Suu Kyi's ongoing house detention meant that it was unlikely that her National League for Democracy opposition party, which won the last polls in 1990 but has been denied power for the past 19 years, would participate in next year's election.
It also dashed hopes that prior to the polls, the regime might open a dialogue with the democracy icon, whom it has detained for 14 of the past 20 years, and consider amending the 2008 constitution, which essentially cements the military's control over any democratically elected government.

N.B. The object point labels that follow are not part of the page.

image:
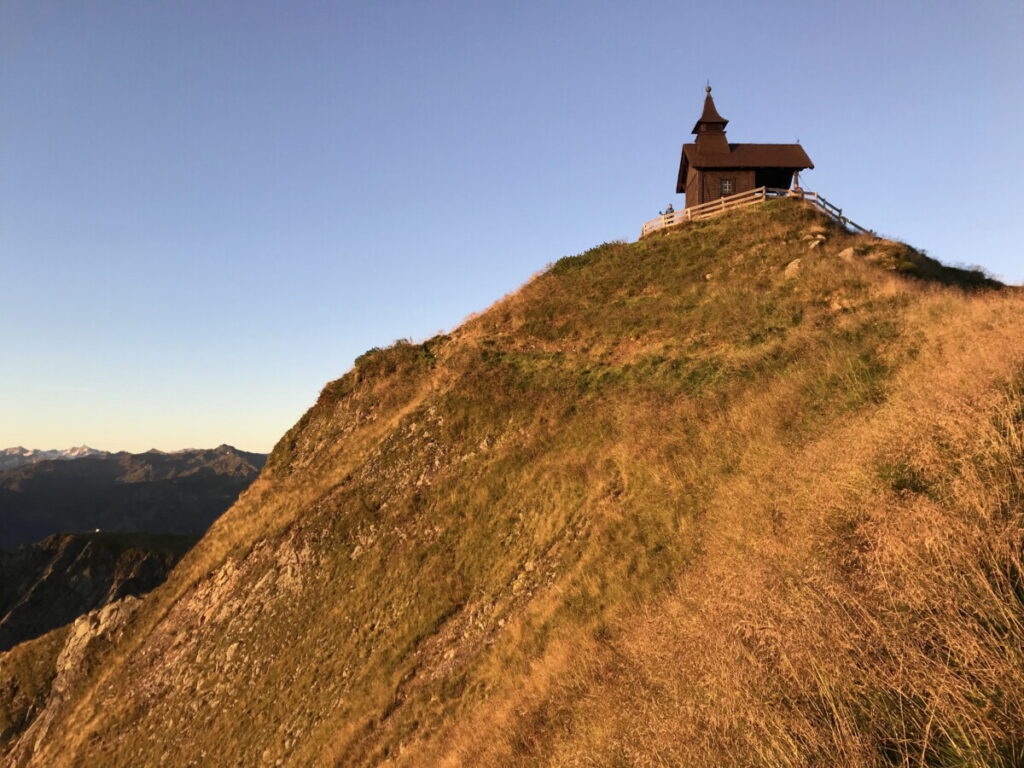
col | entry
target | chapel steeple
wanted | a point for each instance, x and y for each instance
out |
(710, 128)
(712, 168)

Meanwhile, pro-democracy activists have sent a letter to US Senator Jim Webb, chairman of the Subcommittee on East Asia and Pacific Affairs, urging him to not allow the junta to manipulate his planned visit to Myanmar later this week.
'We are concerned that the military regime will manipulate and exploit your visit and propagandise that you endorse the trial of Daw Aung San Suu Kyi and the imprisonment of over 2,100 political prisoners, their human rights abuses on the people of Burma and their systematic, widespread and ongoing atrocities against the ethnic minorities,' said the joint statement sent to the US embassy in Yangon by the All Burma Monks Alliance, 88 Generation Students and All Burma Federation of Student Unions.
Webb, a proponent of change in the US foreign policy toward Myanmar, was expected to appeal for a swift release of Yettaw during his visit.